With this boilerplate, you can already publish your package on PyPI or set up ReadTheDocs page. You can find more information on the cookiecutter-pypackage tutorial website.

Advantages of using cookiecutter

One interesting side-effect of using cookiecutters is that they will usually try to provide some additional tools that their authors think will help you in the development process. Stable and reliable tools that many other Python programmers are using, not a new, shiny toys published yesterday on “Show HackerNews”.
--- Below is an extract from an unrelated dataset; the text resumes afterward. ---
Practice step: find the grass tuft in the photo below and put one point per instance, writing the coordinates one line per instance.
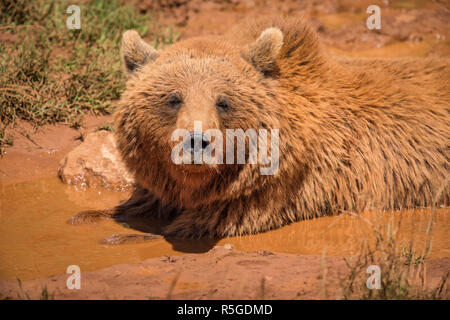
(50, 74)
The cookiecutter-pypackage installed tox (to run your tests under different Python versions) and Sphinx (for documentation) - tools that you would probably want to use when writing a Python library.

Some templates will be more opinionated (and install more tools), some will be more “bare-bone”. In the end, it’s up to you to choose what you want to use in your project.

I suggest that you select a template that feels the most appropriate for your project (whether it’s a Flask or Django application or a Python module) and remove what you don’t need.